ALASTUEY, PATRICIO; PAIS OSPINA, DANIEL; COMEDI, DAVID; TIRADO, MONICA; MARIN-RAMIREZ, OSCAR

JOURNAL OF THE AMERICAN CERAMIC SOCIETY

WILEY-BLACKWELL PUBLISHING, INC

Año: 2024 vol. 107 p. 92 - 106

0002-7820

NiO powders were synthesized using coprecipitation, sol-gel, and hydrothermal synthesis methods. The powders were subjected to calcination in atmospheric air, followed by recalcination in an O2-rich atmosphere at 800°C for 2 h each.
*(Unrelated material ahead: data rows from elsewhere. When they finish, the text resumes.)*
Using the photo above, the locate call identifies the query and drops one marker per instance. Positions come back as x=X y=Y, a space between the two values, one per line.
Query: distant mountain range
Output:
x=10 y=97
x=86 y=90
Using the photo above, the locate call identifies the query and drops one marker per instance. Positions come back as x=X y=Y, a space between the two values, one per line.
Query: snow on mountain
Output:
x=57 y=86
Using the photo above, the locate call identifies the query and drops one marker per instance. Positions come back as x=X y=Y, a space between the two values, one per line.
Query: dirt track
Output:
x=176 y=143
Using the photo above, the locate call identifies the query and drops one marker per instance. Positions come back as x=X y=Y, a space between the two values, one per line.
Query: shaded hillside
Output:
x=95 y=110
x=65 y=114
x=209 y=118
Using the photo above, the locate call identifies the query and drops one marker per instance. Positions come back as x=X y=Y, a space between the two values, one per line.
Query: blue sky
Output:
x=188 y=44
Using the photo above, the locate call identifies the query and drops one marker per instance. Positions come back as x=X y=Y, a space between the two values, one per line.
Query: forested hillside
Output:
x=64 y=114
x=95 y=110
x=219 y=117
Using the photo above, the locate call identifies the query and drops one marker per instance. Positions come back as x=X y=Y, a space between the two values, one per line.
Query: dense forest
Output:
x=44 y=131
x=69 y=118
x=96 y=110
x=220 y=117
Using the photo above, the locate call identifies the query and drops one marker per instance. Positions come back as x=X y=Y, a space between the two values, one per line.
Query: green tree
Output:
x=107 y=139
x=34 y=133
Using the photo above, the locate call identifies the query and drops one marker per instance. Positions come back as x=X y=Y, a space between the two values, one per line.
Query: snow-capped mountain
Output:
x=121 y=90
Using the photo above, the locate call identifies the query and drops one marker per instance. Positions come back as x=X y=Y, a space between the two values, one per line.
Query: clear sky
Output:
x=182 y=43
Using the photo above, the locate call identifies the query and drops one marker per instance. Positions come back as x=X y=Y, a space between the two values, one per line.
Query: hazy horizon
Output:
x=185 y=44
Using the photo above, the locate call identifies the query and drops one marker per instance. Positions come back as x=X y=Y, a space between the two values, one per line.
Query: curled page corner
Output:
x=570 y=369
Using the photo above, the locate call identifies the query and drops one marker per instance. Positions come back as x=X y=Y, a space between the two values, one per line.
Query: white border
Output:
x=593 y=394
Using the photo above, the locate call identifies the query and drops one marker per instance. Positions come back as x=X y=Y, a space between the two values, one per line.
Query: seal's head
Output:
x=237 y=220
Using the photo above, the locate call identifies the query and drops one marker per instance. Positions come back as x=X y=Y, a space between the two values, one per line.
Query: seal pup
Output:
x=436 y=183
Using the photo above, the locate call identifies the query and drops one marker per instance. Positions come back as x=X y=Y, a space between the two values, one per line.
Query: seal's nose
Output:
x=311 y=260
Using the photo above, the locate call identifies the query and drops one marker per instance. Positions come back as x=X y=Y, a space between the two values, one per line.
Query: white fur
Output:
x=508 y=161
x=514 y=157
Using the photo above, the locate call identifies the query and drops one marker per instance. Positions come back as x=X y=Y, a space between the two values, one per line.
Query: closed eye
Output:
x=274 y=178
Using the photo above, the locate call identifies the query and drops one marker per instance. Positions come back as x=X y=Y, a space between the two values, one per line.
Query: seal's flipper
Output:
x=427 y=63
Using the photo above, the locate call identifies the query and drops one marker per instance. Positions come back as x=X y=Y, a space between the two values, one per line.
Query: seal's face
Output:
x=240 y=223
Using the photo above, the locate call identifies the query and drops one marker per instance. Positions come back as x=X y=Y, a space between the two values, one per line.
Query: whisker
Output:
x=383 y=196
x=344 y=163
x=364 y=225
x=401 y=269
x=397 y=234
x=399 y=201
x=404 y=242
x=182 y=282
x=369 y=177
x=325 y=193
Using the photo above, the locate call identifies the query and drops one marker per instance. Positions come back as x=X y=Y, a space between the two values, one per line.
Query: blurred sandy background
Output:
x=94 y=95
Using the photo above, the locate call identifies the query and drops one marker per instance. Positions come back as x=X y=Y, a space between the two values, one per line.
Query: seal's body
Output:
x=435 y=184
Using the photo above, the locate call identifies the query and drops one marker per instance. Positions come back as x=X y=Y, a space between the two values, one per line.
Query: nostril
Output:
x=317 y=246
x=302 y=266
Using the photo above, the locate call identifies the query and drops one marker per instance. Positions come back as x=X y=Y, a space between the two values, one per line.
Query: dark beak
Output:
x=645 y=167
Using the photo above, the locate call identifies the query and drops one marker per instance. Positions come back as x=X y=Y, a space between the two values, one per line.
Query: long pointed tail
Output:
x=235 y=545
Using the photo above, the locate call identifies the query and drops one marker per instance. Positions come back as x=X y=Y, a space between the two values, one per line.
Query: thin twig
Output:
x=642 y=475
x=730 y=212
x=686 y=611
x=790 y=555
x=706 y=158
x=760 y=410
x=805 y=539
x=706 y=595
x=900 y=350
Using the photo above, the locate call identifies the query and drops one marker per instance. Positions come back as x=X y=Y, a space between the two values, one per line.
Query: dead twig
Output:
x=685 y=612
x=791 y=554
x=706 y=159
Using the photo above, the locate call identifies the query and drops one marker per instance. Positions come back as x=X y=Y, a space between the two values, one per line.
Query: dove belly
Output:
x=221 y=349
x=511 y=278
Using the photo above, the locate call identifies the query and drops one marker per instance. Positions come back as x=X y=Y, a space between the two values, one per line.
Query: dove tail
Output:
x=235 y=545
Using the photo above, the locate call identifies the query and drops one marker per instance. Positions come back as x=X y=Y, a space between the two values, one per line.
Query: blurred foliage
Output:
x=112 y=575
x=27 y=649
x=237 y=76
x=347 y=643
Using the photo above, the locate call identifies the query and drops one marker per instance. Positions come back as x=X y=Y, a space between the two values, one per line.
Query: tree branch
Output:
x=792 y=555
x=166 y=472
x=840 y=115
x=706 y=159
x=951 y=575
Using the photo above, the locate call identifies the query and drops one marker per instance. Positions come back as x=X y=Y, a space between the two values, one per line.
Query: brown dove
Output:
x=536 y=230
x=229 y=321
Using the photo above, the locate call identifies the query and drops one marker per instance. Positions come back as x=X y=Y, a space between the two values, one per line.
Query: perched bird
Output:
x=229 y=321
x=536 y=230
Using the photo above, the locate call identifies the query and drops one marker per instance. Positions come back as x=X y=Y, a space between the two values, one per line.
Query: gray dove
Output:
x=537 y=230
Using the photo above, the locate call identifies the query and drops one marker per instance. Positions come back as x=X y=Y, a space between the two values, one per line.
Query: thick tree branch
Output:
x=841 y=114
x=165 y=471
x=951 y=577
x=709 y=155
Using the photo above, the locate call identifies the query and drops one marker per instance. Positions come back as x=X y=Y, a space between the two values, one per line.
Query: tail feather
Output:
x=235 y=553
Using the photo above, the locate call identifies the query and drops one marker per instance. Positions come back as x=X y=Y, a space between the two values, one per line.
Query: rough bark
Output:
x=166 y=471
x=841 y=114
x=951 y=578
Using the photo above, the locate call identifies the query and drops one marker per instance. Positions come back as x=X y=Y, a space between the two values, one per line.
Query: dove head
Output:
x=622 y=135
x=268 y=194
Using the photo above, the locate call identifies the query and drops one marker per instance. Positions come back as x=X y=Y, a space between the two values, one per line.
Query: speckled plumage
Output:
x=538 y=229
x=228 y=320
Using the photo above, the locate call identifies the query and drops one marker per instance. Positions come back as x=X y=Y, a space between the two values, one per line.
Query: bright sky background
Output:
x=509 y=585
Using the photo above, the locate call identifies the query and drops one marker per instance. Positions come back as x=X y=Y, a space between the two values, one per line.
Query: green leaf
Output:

Characterization techniques, such as scanning electron microscopy, X-ray diffraction, energy dispersive X-ray spectroscopy, and microRaman spectroscopy, were utilized. The coprecipitation and hydrothermal methods resulted in disaggregated submicrometric particles. The average size of particles obtained by the coprecipitation method after calcination in atmospheric air and recalcination in an O2-rich atmosphere was 360 ± 140 nm and 400 ± 130 nm, respectively. Regarding the particles obtained by the hydrothermal method, the average size was 190 ± 50 and 220 ± 80 nm for calcined in atmospheric air and recalcined in O2-rich atmosphere, respectively. Conversely, the sol-gel method produced particle aggregates with an average size of 430 ± 150 nm after calcination in atmospheric air and 500 ± 200 nm for calcination in an O2-rich atmosphere. X-ray diffraction analysis revealed that only the hydrothermal method yielded pure NiO without additional Ni-related phases, irrespective of the calcination procedure. In contrast, the coprecipitation sample exhibited a Ni2O3 phase after calcination in atmospheric air, which disappeared after recalcination in an O2-rich atmosphere. The sol-gel-derived sample maintained a Ni phase after both calcination processes. Analysis of the crystallite size demonstrated an increase after recalcination in an O2-rich atmosphere for the hydrothermal and sol-gel-derived samples, while a decrease was observed for the coprecipitation-derived sample. Raman spectra exhibited defect-enabled first-order forbidden phonon modes that were sensitive to the synthesis route. The two magnon phonon modes also demonstrated dependency on the route, indicating variations in defect structures. Photocatalytic evaluation using methylene blue degradation in aqueous solutions indicated better performance for the powders recalcined in an O2-rich atmosphere.